16. Coating plant according to claim 15,

characterized, a) that the state variable (HS) of the paint shop indicates whether the coating is carried out with or without electrostatic charging of the coating agent, and / or b) that the state variable (IL) of the paint shop indicates whether an interior painting or exterior painting of the components takes place .

c) that the state variable (GF) of the paint shop reproduces the geometry of the component at a coating agent impingement point,

d) that the state variable (A) of the paint shop reproduces the distance between the coating agent impingement point and an electrical earth point at which the component is electrically earthed,

e) that the state variable (MA) of the paint shop indicates whether the respective component is a

Plastic component or is a component of an electrically conductive material,

f) that the state variable (DL) of the paint shop indicates whether a detail painting or a surface painting takes place, and / or

g) that the state variable (RB) of the paint shop reflects whether a cleaning of the atomizer (4) takes place or whether the atomizer (4) applies the coating agent.

17. Coating installation according to one of claims 13 to 16, characterized

a) that the control unit (4, 12) a geometry factor

(GF) of the component surface at a color impingement point at which the coating agent impinges on the component surface, the geometry factor (GF) representing the shape of the component surface at the color impingement point, b) that the control unit (4, 12) dynamically adjusts a desired spray jet width (SB) as a function of the geometry factor (GF),

c) that the control unit (4, 12) dynamically adapts at least one of the following operating variables of the atomizer (4) as a function of the spray jet width (SB) or the geometry factor (GF):

 Paint stream (QLACK),

 Directing air flow (QLENKLUFT),

 - Varnishing speed (v) with the atomizer

(4) is moved over the component surface.

18. Coating installation according to one of claims 13 to 17, characterized

a) that the control unit (4, 12) a geometry factor

 (GF) of the component surface at a color impingement point at which the coating agent impinges on the component surface is determined, wherein the geometry factor (GF) reproduces the shape of the component surface at the color impingement point, and

b) that the control unit (4, 12) dynamically adapts the high voltage (U) for the electrostatic charging of the coating agent as a function of the geometry factor (GF), and

c) that the control unit (4, 12) a paint stream (QLACK) n

Depending on the geometry factor (GF) and / or the high voltage (U) dynamically adapts, and / or

d) that the control unit (4, 12) a shaping air flow

(QLE _N KLUFT) depending on the geometry factor (GF) and / or the high voltage (U) adapts dynamically.

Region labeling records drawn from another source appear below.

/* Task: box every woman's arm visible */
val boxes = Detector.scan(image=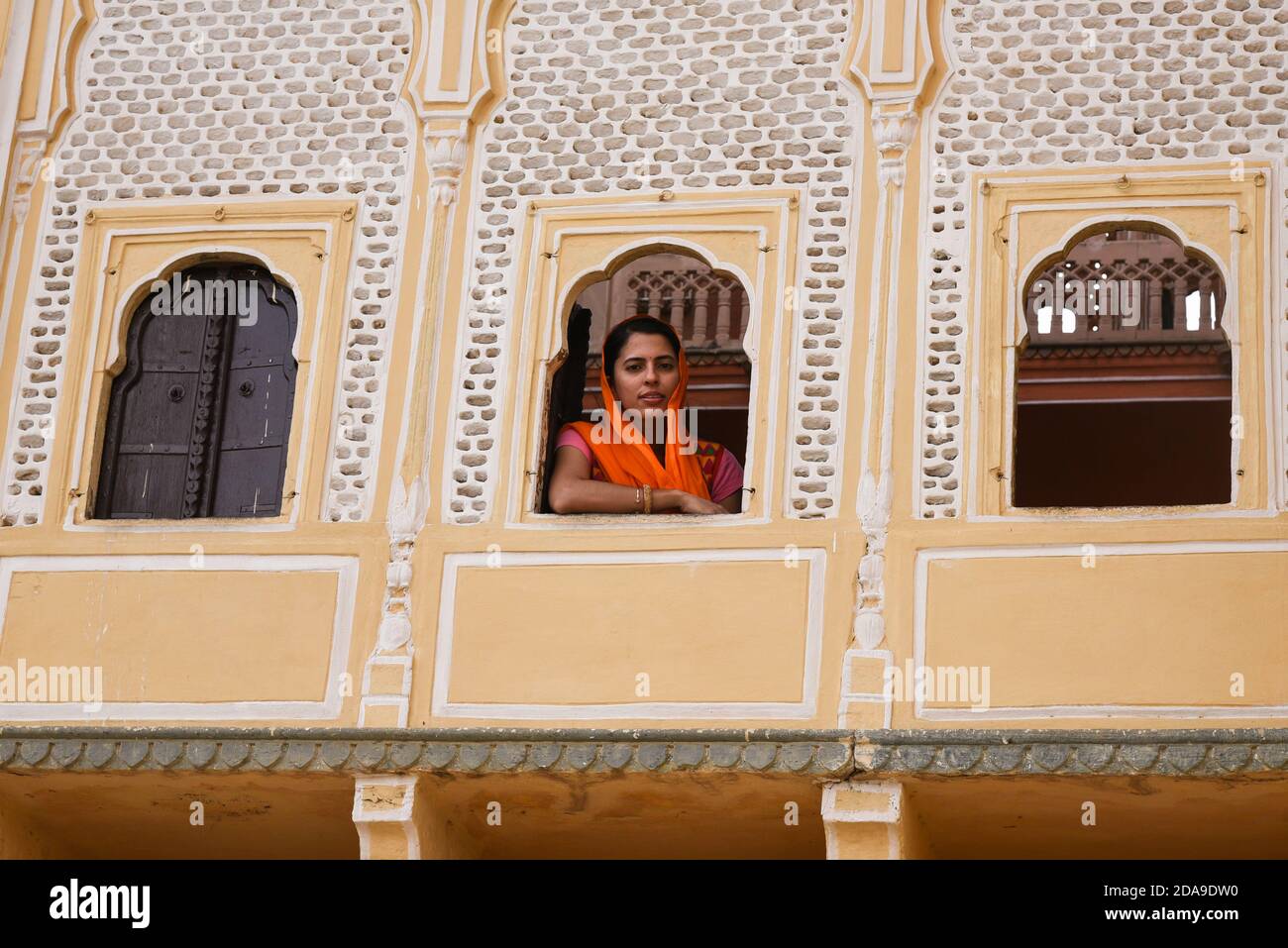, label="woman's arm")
[550,445,725,514]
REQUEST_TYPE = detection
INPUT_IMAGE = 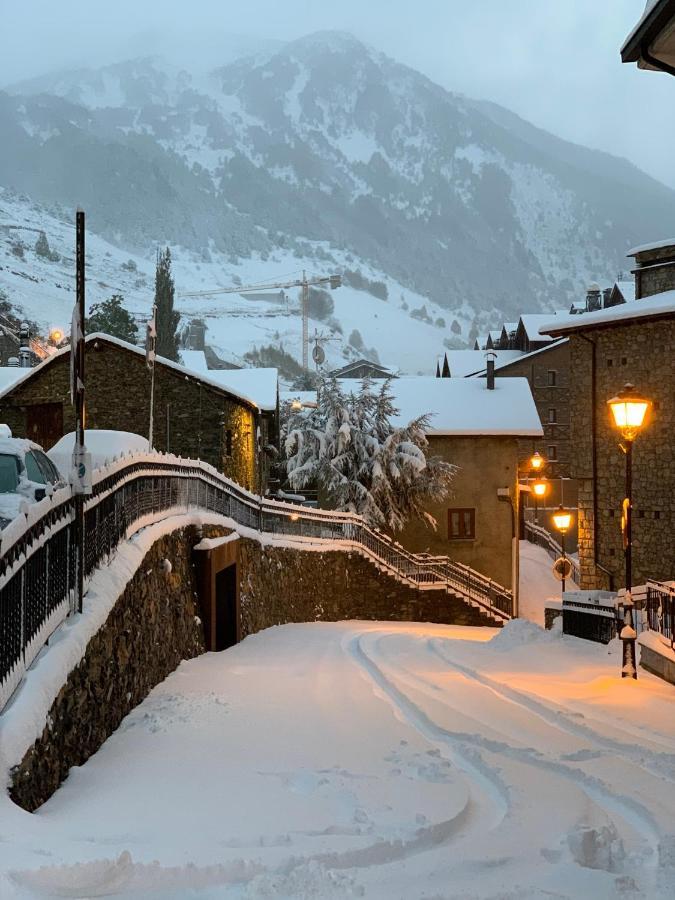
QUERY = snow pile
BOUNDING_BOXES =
[47,428,149,473]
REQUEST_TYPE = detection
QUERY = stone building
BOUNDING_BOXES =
[544,284,675,589]
[391,377,542,588]
[0,334,278,490]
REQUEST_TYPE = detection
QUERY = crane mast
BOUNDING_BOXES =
[178,269,342,371]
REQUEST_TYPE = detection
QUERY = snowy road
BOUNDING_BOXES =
[0,621,675,900]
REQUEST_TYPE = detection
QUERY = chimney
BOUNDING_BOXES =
[485,353,497,391]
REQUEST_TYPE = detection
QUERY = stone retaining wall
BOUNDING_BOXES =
[10,526,493,812]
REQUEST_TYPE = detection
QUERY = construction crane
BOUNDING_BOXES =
[178,270,342,370]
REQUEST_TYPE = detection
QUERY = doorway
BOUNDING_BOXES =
[213,563,239,650]
[26,403,63,450]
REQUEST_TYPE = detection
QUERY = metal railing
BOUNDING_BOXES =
[0,454,513,710]
[525,522,579,585]
[644,581,675,650]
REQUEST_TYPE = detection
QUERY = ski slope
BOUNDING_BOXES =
[0,188,474,374]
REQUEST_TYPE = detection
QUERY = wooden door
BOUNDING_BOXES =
[26,403,63,450]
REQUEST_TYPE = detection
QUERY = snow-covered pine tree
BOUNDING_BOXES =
[285,377,455,531]
[155,247,180,360]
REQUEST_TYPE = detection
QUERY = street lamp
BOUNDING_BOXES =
[607,384,652,678]
[553,503,572,594]
[532,475,548,525]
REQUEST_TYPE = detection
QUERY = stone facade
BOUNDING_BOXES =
[9,528,204,811]
[495,341,573,478]
[396,434,519,588]
[0,339,270,490]
[570,318,675,589]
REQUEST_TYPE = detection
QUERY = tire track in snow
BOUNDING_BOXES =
[427,638,675,783]
[345,633,509,829]
[350,632,662,869]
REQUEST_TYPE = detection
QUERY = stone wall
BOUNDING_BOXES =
[10,527,204,811]
[570,317,675,588]
[0,340,262,490]
[10,526,494,811]
[238,539,493,637]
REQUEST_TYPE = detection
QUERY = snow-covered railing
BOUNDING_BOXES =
[525,522,579,585]
[0,453,513,709]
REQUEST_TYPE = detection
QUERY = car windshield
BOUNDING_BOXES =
[0,453,19,494]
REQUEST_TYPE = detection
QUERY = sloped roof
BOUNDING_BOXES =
[391,376,543,437]
[0,332,277,409]
[541,291,675,335]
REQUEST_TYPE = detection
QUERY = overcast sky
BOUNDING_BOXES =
[0,0,675,187]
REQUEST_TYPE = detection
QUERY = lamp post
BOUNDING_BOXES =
[530,450,548,525]
[607,384,652,678]
[553,503,572,594]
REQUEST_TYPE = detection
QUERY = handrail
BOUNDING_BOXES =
[0,453,513,710]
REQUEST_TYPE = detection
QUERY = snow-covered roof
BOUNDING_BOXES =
[471,338,569,377]
[0,332,277,410]
[520,313,551,341]
[0,366,26,391]
[626,238,675,256]
[180,350,209,375]
[615,281,635,303]
[541,291,675,336]
[391,376,543,437]
[209,368,279,412]
[448,350,523,378]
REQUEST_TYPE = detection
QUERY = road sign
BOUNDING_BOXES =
[553,556,572,581]
[312,344,326,366]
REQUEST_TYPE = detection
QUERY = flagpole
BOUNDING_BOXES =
[70,209,86,613]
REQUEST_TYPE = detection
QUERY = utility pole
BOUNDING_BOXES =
[302,269,309,372]
[70,209,91,613]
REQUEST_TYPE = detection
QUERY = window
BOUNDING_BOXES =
[24,451,47,484]
[0,453,19,494]
[448,509,476,541]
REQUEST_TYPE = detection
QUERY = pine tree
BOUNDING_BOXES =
[285,377,455,531]
[87,294,138,344]
[155,247,180,361]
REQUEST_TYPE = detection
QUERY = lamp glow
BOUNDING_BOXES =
[530,450,544,472]
[607,384,652,441]
[532,478,548,498]
[553,503,572,534]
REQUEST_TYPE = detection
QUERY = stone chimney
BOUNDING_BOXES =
[628,239,675,300]
[486,353,496,391]
[586,281,601,312]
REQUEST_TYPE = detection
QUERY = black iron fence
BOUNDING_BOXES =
[0,454,513,709]
[645,581,675,649]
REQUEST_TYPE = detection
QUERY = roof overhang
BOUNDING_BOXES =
[621,0,675,75]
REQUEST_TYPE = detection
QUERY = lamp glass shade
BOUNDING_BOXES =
[532,480,548,497]
[530,450,544,471]
[607,385,651,440]
[553,506,572,531]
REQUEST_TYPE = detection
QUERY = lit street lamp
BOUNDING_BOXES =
[553,503,572,594]
[532,475,548,525]
[607,384,652,678]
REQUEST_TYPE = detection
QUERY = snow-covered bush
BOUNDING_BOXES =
[285,378,455,531]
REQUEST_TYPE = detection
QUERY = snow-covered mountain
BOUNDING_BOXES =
[0,32,675,361]
[0,189,462,374]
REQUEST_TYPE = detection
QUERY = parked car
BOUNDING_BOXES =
[0,425,66,529]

19. Coating plant according to one of claims 13 to 18, characterized in that the electrical and / or the kinematic operating variable and / or the fluidic operating large (QLACK, QLENKLUFT) of the atomizer (4) at a setpoint change have a response time of less than 2s, ls, 500ms, 300ms, 150ms, 100ms 50ms, 30ms or even less than 10ms, within the set time at least 95% of the setpoint change implemented becomes.

20. Coating installation according to one of claims 13 to 19, characterized by

a) a high-voltage cascade (9) for generating the high voltage for the electrostatic charging of the coating agent,

b) a leakage switch (11) and / or a bleeder resistor (10) for dynamic reduction of the high voltage.

21. Coating plant according to one of claims 13 to 20, characterized by a coating agent charging with an electrical capacitance which is smaller than 2nF.

22. Coating installation according to one of claims 13 to 21, characterized by an electric motor for driving the atomizer (4).

23. Coating plant according to one of claims 13 to 21, characterized by

a) a hydraulic drive for the atomizer (4),

 and or

b) electrical potential separation, in order to allow electrostatic charging of the coating agent despite the hydraulic drive.

24. Coating plant according to one of claims 13 to 21, characterized by a turbine (7) for the pneumatic operation of the atomizer (4), wherein the turbine (7) can be accelerated and braked by compressed air.